In the Nkontchou et al. study, 38 of the 50 propranolol-treated patients and 34 of the 43 non–propranolol-treated patients had ligation of esophageal veins (banding). After five years of follow-up, HCC developed in 4% of the propranolol-treated patients and 20% of the non-propranolol patients. This difference was highly statistically significant by multivariate analysis [hazard ratio (HR) = 0.16; P = 0.0005]. This is a retrospective, observational study, and so the result could have been influenced by unknown confounders. Therefore, it would be helpful (albeit non-conclusive) if this study were repeated by use of data on similarly treated patients that are likely already available. Several centers must have many patients with HCV-associated cirrhosis and esophageal varices who were treated with either non-specific beta-blockers like propranolol and nadolol or specific beta-1–blockers like atenolol. If other, similarly designed observational studies supported Nkontchou et al.’s results, then randomized clinical trials would be warranted.

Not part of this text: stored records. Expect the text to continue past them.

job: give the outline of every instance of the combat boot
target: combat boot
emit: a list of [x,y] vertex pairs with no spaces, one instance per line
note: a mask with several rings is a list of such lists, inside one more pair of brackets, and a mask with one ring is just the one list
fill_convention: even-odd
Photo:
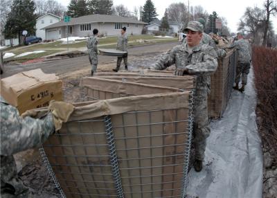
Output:
[[200,172],[202,170],[202,160],[195,159],[193,167],[196,172]]

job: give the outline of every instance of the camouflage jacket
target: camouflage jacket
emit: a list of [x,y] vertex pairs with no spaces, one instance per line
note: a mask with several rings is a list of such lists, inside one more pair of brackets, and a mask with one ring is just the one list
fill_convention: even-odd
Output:
[[2,194],[10,185],[15,190],[15,195],[19,195],[26,188],[17,178],[12,154],[42,145],[54,132],[55,126],[51,114],[42,119],[22,118],[17,109],[1,96],[0,114],[1,191]]
[[126,33],[120,35],[117,39],[116,49],[127,51],[127,43],[128,43],[128,37]]
[[228,48],[235,48],[238,52],[238,61],[250,62],[251,60],[251,49],[250,44],[247,39],[239,39],[231,44]]
[[89,53],[97,53],[98,48],[97,44],[98,44],[98,38],[96,35],[92,35],[89,37],[87,40],[87,51]]
[[190,74],[196,75],[196,89],[210,89],[210,75],[217,68],[217,55],[215,49],[208,45],[199,45],[192,53],[189,53],[187,44],[173,47],[154,66],[157,70],[163,70],[175,64],[177,69],[187,68]]

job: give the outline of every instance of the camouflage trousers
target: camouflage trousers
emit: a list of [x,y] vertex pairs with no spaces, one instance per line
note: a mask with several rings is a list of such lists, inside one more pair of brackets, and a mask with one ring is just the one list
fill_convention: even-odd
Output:
[[98,57],[97,57],[97,53],[93,52],[89,53],[89,60],[91,65],[91,71],[94,73],[96,72],[97,65],[98,64]]
[[[197,93],[198,92],[198,93]],[[211,133],[208,125],[207,93],[204,90],[197,91],[193,108],[193,145],[195,159],[204,160],[206,150],[206,139]]]
[[235,82],[240,82],[240,76],[242,76],[242,84],[247,84],[247,75],[249,73],[250,62],[238,62],[235,69]]
[[121,65],[121,62],[122,62],[122,59],[123,59],[124,60],[124,64],[125,65],[125,68],[128,65],[128,54],[125,54],[123,56],[118,56],[117,57],[117,63],[116,63],[116,69],[118,70],[119,70],[119,68],[120,67]]

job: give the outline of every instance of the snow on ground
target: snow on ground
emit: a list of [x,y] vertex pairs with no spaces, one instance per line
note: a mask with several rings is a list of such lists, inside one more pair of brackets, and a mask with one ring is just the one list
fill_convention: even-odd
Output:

Even without supportive studies, there are other lines of evidence suggesting that beta-blockers could have a preventive or, possibly, a therapeutic role in HCC. In a recent observational study, beta-blockers were associated with reduced mortality from advanced melanoma (HR = 0.81) and reduced all-cause mortality (HR = 0.87; ref. (16). An important record-linkage study (connecting two independently collected sources of data) employing a national prescription database and the cancer registry in Ireland indicated that the non-specific beta-blocker propranolol, but not the specific beta-blocker atenolol, reduced breast cancer mortality (17).

If propranolol has an anti-tumor effect, it will be important to understand the mechanism of this action. Recent reviews of beta-adrenergic signaling and beta-blockers in cancer provide mechanistic insights into this issue (18–20) These reviews noted that inflammation, angiogenesis, stress, anoikis, apoptosis, cell motility, and activation of tumor viruses contribute to the initiation and progression of cancer and that all these processes are regulated to some degree by beta-adrenergic signaling. In experimental cancer models, activation of the sympathetic nervous system promotes metastasis of solid epithelial tumors. Beta-adrenergic receptors on tumor and stromal cells are activated by norepinephrine from sympathetic nerve fibers and by epinephrine in the circulation.

A study of neurotransmitter-driven regulation using PC-3 prostate carcinoma cells implanted in athymic BALB/c nude mice showed that lumbar lymph node metastases increased with administration of norepinephrine, whereas propranolol inhibited this effect (21). Growth of the primary tumor was not affected by either treatment. Other preclinical laboratory models suggest that beta-adrenergic receptor antagonists like propranolol are likely to inhibit the micrometastatic spread or invasion of early-stage tumors, rather than reducing the burden of large tumors or preventing the occurrence of new tumors (22).

If this hypothesis is correct, then treatment with non-specific beta-blockers like propranolol might prevent HCC in cirrhosis patients by preventing intra-hepatic micrometastases or invasion of surrounding liver parenchyma from a small localized tumor rather than actually preventing the formation of new HCCs. Furthermore, propranolol does not appear to be affected by the underlying etiology of the cirrhosis and therefore might ultimately be useful in reducing the risk of HCC in cirrhosis from any cause. Whatever the mechanism might be, the role of propranolol in cirrhosis and HCC could be a fertile field for further investigation.